Unit linked life insurance and funds ?
Friday, November 14th, 2008A company may, for example, have five funds (equity, property, fixed-interest, securities, cash managed) and allow the investor to switch his premiums from one to another on an annual basis. He may also, for a modest fee (around 1% of the value transferred), switch the units accumulated in any fund to any other fund when he wants to. So such policies offer the investor the opportunity to build a “do-it-yourself’ portfolio of investments within the life insurance policy.
This is an appealing concept, but it must be used to make it worth while. There is no point in taking out such a policy and starting it with premiums directed to a gilts fund, because you think that is the one with the best current prospects, unless you are prepared to review that decision and if necessary switch the units when conditions change.

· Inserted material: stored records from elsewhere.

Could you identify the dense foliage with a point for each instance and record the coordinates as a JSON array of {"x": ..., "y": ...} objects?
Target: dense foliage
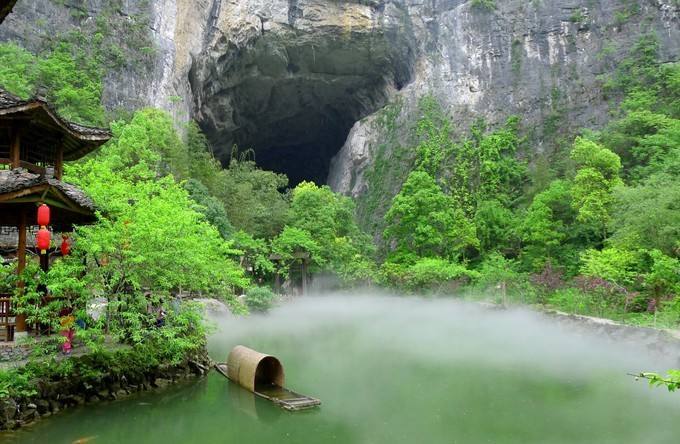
[{"x": 601, "y": 236}]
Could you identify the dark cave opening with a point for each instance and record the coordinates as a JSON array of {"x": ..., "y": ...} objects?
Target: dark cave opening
[{"x": 293, "y": 98}]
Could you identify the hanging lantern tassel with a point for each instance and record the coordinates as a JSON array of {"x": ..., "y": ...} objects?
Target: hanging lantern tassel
[
  {"x": 65, "y": 246},
  {"x": 43, "y": 215},
  {"x": 43, "y": 240}
]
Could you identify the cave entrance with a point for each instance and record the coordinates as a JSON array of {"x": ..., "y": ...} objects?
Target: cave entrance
[{"x": 292, "y": 96}]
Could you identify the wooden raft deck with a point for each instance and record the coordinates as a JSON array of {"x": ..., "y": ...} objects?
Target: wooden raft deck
[{"x": 281, "y": 396}]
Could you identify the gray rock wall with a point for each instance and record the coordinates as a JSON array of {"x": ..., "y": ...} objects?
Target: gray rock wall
[{"x": 292, "y": 77}]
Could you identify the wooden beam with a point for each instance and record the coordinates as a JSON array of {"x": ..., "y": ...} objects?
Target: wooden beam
[
  {"x": 15, "y": 148},
  {"x": 20, "y": 193},
  {"x": 21, "y": 265}
]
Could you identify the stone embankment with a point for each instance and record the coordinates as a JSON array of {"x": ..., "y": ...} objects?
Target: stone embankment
[{"x": 55, "y": 395}]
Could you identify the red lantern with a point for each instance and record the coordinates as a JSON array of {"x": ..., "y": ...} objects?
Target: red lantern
[
  {"x": 65, "y": 246},
  {"x": 43, "y": 240},
  {"x": 43, "y": 215}
]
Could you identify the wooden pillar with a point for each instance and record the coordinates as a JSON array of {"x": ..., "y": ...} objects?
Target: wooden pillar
[
  {"x": 21, "y": 265},
  {"x": 15, "y": 148},
  {"x": 59, "y": 162}
]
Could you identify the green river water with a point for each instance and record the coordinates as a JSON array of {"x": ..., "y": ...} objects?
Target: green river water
[{"x": 393, "y": 370}]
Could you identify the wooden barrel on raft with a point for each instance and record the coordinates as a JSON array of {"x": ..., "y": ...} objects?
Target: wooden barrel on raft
[
  {"x": 263, "y": 375},
  {"x": 254, "y": 370}
]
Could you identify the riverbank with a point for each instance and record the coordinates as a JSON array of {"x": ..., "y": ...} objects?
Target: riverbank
[{"x": 43, "y": 388}]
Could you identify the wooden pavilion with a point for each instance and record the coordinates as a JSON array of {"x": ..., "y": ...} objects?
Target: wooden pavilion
[{"x": 34, "y": 144}]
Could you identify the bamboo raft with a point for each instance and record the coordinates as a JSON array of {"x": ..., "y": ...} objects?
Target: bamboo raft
[{"x": 263, "y": 375}]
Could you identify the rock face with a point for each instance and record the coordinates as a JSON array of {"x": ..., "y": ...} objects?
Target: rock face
[{"x": 290, "y": 78}]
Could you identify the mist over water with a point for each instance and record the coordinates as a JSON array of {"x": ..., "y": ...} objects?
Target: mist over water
[{"x": 403, "y": 370}]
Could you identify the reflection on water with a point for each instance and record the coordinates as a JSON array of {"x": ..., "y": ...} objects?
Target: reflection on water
[{"x": 392, "y": 370}]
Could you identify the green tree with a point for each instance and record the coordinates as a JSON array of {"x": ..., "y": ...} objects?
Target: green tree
[
  {"x": 496, "y": 227},
  {"x": 425, "y": 221},
  {"x": 596, "y": 177},
  {"x": 648, "y": 216},
  {"x": 329, "y": 218},
  {"x": 548, "y": 226}
]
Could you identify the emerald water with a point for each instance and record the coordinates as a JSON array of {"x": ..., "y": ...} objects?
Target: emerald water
[{"x": 397, "y": 370}]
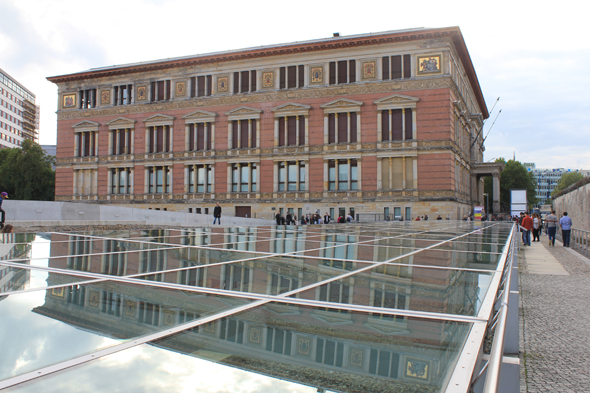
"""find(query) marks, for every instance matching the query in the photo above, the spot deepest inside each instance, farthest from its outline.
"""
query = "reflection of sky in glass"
(40, 328)
(149, 369)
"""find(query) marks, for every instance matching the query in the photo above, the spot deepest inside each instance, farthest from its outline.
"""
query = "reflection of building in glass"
(319, 346)
(14, 246)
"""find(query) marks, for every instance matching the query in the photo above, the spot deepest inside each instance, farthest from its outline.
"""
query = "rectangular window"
(342, 127)
(244, 81)
(396, 124)
(159, 139)
(343, 71)
(122, 95)
(201, 176)
(396, 67)
(159, 180)
(160, 91)
(291, 77)
(201, 86)
(346, 173)
(87, 98)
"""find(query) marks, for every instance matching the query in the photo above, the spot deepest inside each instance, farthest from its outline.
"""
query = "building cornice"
(335, 43)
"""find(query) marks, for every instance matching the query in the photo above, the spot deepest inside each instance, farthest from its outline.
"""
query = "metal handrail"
(494, 365)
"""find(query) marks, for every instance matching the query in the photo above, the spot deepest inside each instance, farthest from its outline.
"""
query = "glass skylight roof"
(383, 307)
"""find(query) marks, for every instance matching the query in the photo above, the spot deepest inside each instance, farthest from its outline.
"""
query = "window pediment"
(121, 122)
(86, 125)
(291, 109)
(396, 101)
(342, 105)
(159, 120)
(199, 116)
(243, 112)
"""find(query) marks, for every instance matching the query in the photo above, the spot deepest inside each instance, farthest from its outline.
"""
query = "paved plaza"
(554, 318)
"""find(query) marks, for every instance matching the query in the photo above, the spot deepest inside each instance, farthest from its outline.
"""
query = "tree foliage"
(514, 176)
(27, 173)
(567, 180)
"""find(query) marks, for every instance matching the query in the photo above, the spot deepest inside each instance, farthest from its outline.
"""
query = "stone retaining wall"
(577, 205)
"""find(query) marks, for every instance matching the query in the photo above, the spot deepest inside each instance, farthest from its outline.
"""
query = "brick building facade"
(384, 123)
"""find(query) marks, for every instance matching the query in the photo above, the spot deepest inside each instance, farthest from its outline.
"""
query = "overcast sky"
(532, 55)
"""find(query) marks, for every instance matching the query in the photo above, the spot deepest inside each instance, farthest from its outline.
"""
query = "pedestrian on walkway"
(217, 214)
(551, 221)
(566, 228)
(527, 224)
(536, 226)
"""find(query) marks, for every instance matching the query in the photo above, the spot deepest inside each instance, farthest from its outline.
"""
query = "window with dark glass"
(343, 71)
(160, 91)
(159, 139)
(396, 67)
(291, 77)
(292, 131)
(396, 124)
(342, 127)
(87, 98)
(199, 136)
(244, 81)
(122, 94)
(201, 86)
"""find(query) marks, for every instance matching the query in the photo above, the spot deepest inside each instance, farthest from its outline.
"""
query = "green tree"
(26, 173)
(514, 176)
(567, 180)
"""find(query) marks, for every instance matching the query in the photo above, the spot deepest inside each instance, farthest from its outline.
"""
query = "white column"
(186, 137)
(326, 127)
(75, 185)
(297, 130)
(306, 141)
(258, 133)
(249, 132)
(379, 126)
(212, 178)
(379, 173)
(359, 176)
(212, 136)
(336, 122)
(403, 125)
(229, 177)
(390, 126)
(358, 127)
(414, 136)
(186, 179)
(326, 178)
(147, 139)
(146, 181)
(276, 141)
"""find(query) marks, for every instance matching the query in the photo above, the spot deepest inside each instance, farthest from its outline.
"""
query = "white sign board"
(518, 201)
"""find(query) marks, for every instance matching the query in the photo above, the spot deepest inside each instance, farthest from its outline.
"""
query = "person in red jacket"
(527, 224)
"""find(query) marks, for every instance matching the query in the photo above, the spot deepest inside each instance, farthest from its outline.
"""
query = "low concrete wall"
(577, 205)
(41, 213)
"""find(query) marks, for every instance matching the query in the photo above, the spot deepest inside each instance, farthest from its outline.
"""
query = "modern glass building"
(19, 115)
(388, 307)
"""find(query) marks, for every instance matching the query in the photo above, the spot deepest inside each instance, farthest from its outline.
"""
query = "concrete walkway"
(554, 319)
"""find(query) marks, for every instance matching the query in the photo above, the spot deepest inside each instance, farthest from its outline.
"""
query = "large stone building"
(19, 116)
(385, 123)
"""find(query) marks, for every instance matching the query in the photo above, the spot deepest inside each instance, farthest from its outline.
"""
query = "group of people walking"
(535, 225)
(314, 218)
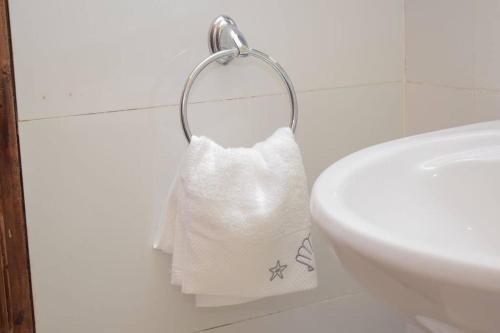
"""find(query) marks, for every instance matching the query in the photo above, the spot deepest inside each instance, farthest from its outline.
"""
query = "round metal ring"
(234, 53)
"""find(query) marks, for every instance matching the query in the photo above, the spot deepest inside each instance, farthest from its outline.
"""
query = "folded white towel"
(237, 222)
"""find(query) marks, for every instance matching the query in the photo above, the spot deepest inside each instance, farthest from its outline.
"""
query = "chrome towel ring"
(226, 42)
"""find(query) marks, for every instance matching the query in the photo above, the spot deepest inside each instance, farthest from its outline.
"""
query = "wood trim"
(16, 309)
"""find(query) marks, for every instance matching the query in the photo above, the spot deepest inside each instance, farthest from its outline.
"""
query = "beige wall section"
(98, 84)
(452, 63)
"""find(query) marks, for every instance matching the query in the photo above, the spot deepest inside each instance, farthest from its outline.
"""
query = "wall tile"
(431, 108)
(351, 314)
(440, 41)
(487, 46)
(94, 184)
(76, 57)
(487, 105)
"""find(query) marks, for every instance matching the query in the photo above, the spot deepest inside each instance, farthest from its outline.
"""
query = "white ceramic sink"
(417, 221)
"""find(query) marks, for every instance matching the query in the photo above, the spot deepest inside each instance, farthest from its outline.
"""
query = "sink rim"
(334, 218)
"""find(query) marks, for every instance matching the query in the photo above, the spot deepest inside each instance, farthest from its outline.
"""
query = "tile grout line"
(441, 85)
(304, 91)
(208, 329)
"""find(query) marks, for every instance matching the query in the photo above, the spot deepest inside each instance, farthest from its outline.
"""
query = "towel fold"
(237, 222)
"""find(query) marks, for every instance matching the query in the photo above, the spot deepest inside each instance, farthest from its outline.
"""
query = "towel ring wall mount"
(226, 42)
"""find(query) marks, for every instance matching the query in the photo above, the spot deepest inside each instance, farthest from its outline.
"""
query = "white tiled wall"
(452, 63)
(97, 88)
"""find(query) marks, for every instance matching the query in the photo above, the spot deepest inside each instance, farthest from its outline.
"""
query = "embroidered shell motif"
(305, 254)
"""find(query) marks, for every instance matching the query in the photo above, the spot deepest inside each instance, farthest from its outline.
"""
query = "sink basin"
(417, 222)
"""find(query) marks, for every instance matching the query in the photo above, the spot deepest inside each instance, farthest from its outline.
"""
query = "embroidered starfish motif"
(277, 270)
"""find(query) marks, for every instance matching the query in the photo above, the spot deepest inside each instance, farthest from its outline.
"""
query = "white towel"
(237, 222)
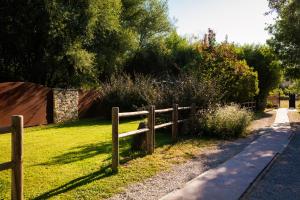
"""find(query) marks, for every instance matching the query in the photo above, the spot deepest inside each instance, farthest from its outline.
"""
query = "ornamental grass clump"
(228, 121)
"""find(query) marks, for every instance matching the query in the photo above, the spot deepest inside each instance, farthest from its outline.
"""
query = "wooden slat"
(7, 165)
(139, 131)
(164, 110)
(115, 138)
(4, 130)
(182, 120)
(17, 157)
(184, 108)
(131, 114)
(163, 125)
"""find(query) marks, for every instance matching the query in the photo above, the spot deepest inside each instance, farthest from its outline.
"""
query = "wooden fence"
(249, 105)
(16, 163)
(149, 130)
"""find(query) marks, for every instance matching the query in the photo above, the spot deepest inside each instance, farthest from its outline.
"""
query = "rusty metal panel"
(31, 100)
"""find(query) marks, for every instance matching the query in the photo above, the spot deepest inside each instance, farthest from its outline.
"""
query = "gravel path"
(282, 181)
(165, 182)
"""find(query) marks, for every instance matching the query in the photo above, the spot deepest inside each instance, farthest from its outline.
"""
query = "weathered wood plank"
(131, 114)
(136, 132)
(115, 139)
(6, 166)
(163, 125)
(164, 110)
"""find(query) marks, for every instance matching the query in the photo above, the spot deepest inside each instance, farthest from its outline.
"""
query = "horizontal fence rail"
(149, 130)
(16, 163)
(249, 105)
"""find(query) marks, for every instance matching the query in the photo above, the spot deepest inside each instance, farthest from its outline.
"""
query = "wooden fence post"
(175, 122)
(17, 157)
(151, 133)
(115, 139)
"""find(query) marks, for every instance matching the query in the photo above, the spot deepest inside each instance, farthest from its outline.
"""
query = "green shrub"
(188, 89)
(128, 94)
(227, 121)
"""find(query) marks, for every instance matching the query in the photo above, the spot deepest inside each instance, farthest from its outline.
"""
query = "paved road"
(229, 180)
(282, 181)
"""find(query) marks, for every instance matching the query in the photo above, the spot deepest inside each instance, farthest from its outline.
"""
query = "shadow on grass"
(87, 151)
(260, 115)
(83, 180)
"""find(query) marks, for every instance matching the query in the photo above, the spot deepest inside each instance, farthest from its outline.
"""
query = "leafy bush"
(137, 92)
(129, 94)
(227, 121)
(188, 89)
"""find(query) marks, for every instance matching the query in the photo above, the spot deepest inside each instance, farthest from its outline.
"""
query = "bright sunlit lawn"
(72, 161)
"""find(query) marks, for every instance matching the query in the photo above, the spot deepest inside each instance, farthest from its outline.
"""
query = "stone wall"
(65, 105)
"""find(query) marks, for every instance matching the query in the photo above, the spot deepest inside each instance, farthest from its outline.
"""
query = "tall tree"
(286, 33)
(74, 43)
(265, 62)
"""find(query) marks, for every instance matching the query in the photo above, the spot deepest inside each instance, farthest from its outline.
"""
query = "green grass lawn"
(72, 161)
(285, 103)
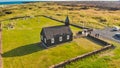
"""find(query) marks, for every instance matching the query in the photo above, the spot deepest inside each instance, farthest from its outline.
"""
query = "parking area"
(107, 33)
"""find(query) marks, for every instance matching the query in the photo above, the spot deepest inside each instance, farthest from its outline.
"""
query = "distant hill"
(111, 5)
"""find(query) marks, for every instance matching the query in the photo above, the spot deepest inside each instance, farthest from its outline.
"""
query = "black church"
(56, 34)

The tax refinements of these policies are concerned with the drawing of the ultimate benefits. So long as premiums have been paid for 10 years the policy is a qualifying one and the proceeds are free of tax. But the investor who has accumulated this capital does not really want to cash it in, reinvest the proceeds and end up paying tax on the income. Ideally he wants to draw off part of the policy proceeds each year without any tax liability. Ways of doing this have been devised, and normally involve continuing the payment of premiums to the company at either a reduced or nominal (£5 p.a.) level in order to maintain the policy in force. So long as this is done it is possible to draw off a proportion of the benefits each year free of tax as an income, while the accumulated capital continues to grow in the funds chosen.
Contracts of this type have a variety of names but usually involve a 10-year premium payment period with the option to continue for a second and third l0-year stint; “income” may be drawn by one of the conversions mentioned above after a minimum of 10 years.